Rapidamente eles entenderam como funcionava a brincadeira, em vez de brincar com o escorrego ou voltar para guerra, começaram a brincar com o dado.
— Você é uma encantadora de crianças? Esses três só vivem para brigar e destruir tudo. Não sei como você conseguiu isso, mas agradeço. — A monitora que cuidava do espaço kids agradeceu.
— Não mesmo, mas acho que cuidar dos meus irmãos mais novos me fizeram aprender alguns macetes para conseguir ligar com o furacão que pode ser uma criança. — Natália explicou.
— Leila, obrigado por ficar com eles, mas acabei de receber uma mensagem urgente do trabalho, tenho que levar eles comigo. — Ulisses, pai das crianças disse se aproximando da área kids — Que surpreende. Eles estão quietos brincando sem destruir nada, será que preciso levar eles para o médico? Eles tossiram?
— Ah! sobre isso, também fiquei surpresa. Nunca tinha visto eles tão calmos, mas não fui eu que consegui essa façanha, foi essa garota aqui. Ela viu o caos se formando e decidiu interferir. Pensei que eles atacariam ela, mas pelo contrário, ouviram e até brincaram. — Leila, a monitora explicou.
— Meus filhos? — Ulisses estava surpreso. As crianças não costumavam sequer retribuir qualquer contato que alguém fizesse. Nenhuma babá aguentava na casa deles dois, por os três sempre ignorarem totalmente a existência de quem fosse.
— Foi o que mais me deixou surpreso, normalmente eles não respondem ninguém, mas na hora que ela chegou, eles prestaram atenção nela. Deve ser intervenção divina! Não tem outra explicação. — Leila brincou. Nunca tinham conseguido acabar com uma briga daqueles três.
— Fico lisonjeada, mas foi apenas sorte. Não tenho nada disso, na verdade, as crianças pareceram bem comunicativas na verdade. — Natália explicou um pouco envergonhada com os elogios.
— Não, você não conhece esses três, eles sequer me ouvem, quanto mais uma desconhecida. De qualquer forma, qual seu nome? — Ulisses perguntou.
— Ah! Entendi. Eu me chamo Natália. — Natália respondeu um pouco confusa com a situação. Só então olhou para o relógio da cateria e percebeu que já está a atrasada uma hora. Depois do que a tia dela havia dito, era certo que ela tinha perdido aquela oportunidade pela falta de pontualidade.

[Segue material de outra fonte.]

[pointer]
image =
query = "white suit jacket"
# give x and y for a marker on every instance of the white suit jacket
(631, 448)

— Você tem mais de dezoito anos? — Ulisses questionou, tanto a monitora como Natália olharam confusas para o homem.
— Sim, eu tenho 18 anos. Se me der licença, estou um pouco atrasada. Tenho um compromisso. Pode ficar com o dado para vocês. Espero que não briguem mais. — Natália alertou os garotos que sorriram para ela animados com a carícia que receberam na cabeça.

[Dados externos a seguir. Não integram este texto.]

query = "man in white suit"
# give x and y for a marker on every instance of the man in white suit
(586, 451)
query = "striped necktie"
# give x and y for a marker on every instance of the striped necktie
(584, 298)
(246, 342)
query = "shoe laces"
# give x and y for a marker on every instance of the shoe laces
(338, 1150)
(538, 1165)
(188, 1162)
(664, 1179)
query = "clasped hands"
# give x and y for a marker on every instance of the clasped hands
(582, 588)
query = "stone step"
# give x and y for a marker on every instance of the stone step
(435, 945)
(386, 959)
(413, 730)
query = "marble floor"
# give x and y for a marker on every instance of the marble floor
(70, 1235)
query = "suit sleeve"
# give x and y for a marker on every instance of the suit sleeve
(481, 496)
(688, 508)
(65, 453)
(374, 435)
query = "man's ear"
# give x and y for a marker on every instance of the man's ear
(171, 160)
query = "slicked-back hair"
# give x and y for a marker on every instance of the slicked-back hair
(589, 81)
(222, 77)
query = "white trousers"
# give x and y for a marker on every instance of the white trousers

Natália acenou para todos e estava se afastando quando Ulisses segurou a mão dela, fazendo ela voltar o olhar para ele novamente.
— Algo mais, senhor? — Natalia perguntou confusa. Toda a cafeteira estava olhando para eles dois.
— Não posso te deixar ir. Seria inaceitável para mim não te levar para minha casa. — Ulisses gritou. A cafeteria inteira voltou a atenção para eles dois.
— Quê!!! Tem crianças aqui, sabia? Como você fala algo assim dessa forma! E o que o senhor pensa que eu sou para ter esse tipo de intimidade. Quer que eu chame a polícia? — Natália não podia acreditar no que estava ouvindo. Que tipo de pessoa age dessa forma na frente de seus filhos?